JAMA Pediatr. 2017;171(3):207. doi:10.1001/jamapediatrics.2016.3093

Abusive head trauma accounts for most deaths because of physical abuse and most serious head injuries among infants. Dias and colleagues evaluated a statewide shaken baby prevention program in Pennsylvania among parents of all newborn infants. There was no difference in the rates of hospitalization for abusive head trauma over the intervention period in Pennsylvania compared with those of 5 other states. The accompanying editorial by Leventhal et al discussed the need to move beyond mother-focused, antishaking education during the postpartum period to prevent the potentially devastating injuries of abusive head trauma.


Pregnant women infected with influenza A(H1N1) are at a substantially higher risk for hospitalization and intensive care hovel admissions with a disproportionately severe clinical course.
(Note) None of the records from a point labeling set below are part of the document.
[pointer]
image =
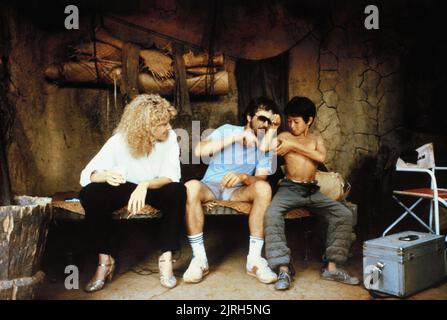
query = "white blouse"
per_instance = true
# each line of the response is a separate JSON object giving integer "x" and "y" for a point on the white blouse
{"x": 163, "y": 161}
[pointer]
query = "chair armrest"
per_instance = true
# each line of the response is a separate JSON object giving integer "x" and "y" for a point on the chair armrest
{"x": 434, "y": 184}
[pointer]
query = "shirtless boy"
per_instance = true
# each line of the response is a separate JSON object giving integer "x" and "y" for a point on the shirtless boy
{"x": 302, "y": 152}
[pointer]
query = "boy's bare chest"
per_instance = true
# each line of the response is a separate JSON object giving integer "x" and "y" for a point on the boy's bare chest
{"x": 308, "y": 143}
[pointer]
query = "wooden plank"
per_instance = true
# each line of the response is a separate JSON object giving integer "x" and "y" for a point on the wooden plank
{"x": 6, "y": 225}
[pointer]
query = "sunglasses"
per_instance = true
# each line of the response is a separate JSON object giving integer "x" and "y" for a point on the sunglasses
{"x": 264, "y": 119}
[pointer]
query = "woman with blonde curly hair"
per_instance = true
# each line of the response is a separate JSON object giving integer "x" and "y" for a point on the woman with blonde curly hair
{"x": 138, "y": 165}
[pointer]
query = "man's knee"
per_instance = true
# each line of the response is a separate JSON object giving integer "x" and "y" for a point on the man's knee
{"x": 193, "y": 188}
{"x": 262, "y": 190}
{"x": 177, "y": 190}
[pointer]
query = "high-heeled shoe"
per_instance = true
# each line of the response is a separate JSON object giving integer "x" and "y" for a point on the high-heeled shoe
{"x": 96, "y": 285}
{"x": 166, "y": 281}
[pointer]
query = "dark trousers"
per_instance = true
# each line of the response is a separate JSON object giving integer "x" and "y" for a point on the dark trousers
{"x": 100, "y": 200}
{"x": 292, "y": 195}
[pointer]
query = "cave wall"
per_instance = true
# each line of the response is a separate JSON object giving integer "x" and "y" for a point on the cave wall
{"x": 356, "y": 77}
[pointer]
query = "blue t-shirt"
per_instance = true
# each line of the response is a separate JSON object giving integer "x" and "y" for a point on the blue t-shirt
{"x": 236, "y": 157}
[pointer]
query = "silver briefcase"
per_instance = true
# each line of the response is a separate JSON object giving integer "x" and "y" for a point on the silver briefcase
{"x": 404, "y": 263}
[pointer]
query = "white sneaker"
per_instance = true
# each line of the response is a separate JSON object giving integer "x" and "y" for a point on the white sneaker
{"x": 258, "y": 267}
{"x": 196, "y": 271}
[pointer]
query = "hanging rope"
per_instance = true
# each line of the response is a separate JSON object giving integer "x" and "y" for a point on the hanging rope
{"x": 95, "y": 58}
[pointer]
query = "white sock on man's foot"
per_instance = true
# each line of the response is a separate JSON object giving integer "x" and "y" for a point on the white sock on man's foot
{"x": 198, "y": 246}
{"x": 255, "y": 247}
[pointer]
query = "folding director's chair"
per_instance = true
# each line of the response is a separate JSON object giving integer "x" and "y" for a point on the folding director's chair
{"x": 437, "y": 196}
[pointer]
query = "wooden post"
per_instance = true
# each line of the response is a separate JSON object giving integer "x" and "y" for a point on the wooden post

In this large cohort study conducted in Denmark, 61 359 children were followed up from birth to age 5 years. Children exposed to the maternal influenza A(H1N1) vaccination in the first trimester were not more likely to be hospitalized during the first 5 years of life than unexposed children. Children of mothers vaccinated in the second or third trimester had a 7% lower risk of hospitalization, primarily a result of a reduced risk for infection-related hospitalizations. These results support the safety profile of the influenza A(H1N1) vaccine used during pregnancy.